Now, go to the second request we captured. We can see that the second request is taking the “uid” value from the response the first request received, and including it in the body of the request. This will allow us to manipulate this value.
right-click on this request and select “Send to intruder” (1). Then, navigate to the “Intruder” tab (2).
Task 3:
You will notice that we have our target available, which is the request we just sent here. Go to the “Positions” tab within the Intruder tab. You will notice some sections highlighted in green. Click on the Clear button to the far right to remove all of these areas (1).
Once this is done, navigate to the “uid” value and place one of those symbols either side of the number by pressing the “Add §” button to the far right (2).
Once this is done, navigate to the Payloads tab (3).

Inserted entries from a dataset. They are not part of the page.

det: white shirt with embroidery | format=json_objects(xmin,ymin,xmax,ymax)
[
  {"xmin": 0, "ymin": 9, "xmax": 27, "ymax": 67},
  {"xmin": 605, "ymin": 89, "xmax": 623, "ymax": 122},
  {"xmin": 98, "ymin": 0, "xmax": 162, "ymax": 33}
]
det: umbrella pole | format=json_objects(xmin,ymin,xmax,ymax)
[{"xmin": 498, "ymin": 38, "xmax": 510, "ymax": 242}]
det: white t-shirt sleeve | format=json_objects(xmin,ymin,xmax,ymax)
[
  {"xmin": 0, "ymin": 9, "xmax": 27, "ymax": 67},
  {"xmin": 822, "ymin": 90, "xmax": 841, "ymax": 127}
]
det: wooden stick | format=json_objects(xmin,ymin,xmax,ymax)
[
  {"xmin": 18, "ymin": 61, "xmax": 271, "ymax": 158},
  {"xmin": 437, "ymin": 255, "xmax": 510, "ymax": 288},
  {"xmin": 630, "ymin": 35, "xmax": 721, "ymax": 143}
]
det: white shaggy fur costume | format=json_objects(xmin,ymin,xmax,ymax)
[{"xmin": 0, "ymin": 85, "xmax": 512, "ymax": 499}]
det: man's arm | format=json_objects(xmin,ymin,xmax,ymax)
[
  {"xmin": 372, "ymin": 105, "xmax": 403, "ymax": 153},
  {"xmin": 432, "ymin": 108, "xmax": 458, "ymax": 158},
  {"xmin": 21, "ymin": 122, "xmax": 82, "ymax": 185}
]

Then, go to a terminal screen in Kali and create a text file with numbers from 1 to 50 included in the file. Each number should be on a new line with no spaces. You can easily generate this file by executing the following single line command;
for k in $(seq 1 50);do echo -e $k; done > seq.txt
Then, return to the Payloads tab within the Intruder tab and import this file we just created (1,2,3).
You will notice that our payload now contains the numbers 1-50.
Once this is done, click on the “Start Attack” button on the top right of the screen (4). This will start replacing the “uid” value in our origional request with the list of numbers we imported into the payloads section. We can see in the response that the logged-in user is the admin user.
Task 4:
We will now analyse the results of our intruder attack. To do this, we will simply click on each of the different numbers to see if they corresponded with any other user. Click on the first request. You will see the request sent on the bottom panel. Click on the “Response” tab in between the top and bottom panels. This will show us the response from the server.
We now know that the uid value for the “admin” user is 1, and 2 for user “adrian”. We will now use this information to log in as the “admin”.
Task 5:
Go back to Burp Suite and turn intercept mode OFF. Then, navigate to browser where we are logged in as the user tester. right-click on the page and select the “Inspect Element” option (1). Then, navigate to the Storage tab (2).
Click on the Cookies tab. This tab will have stored the cookie for our logged in user, which means we will remain logged-in for the duration of our session on the application. Click on the localhost cookie
and note the uid value here (3).
Double click on the uid value and change it to 1, the admin users uid (4).
Now, return to our browser page and refresh the page. We are now logged-in as the admin user!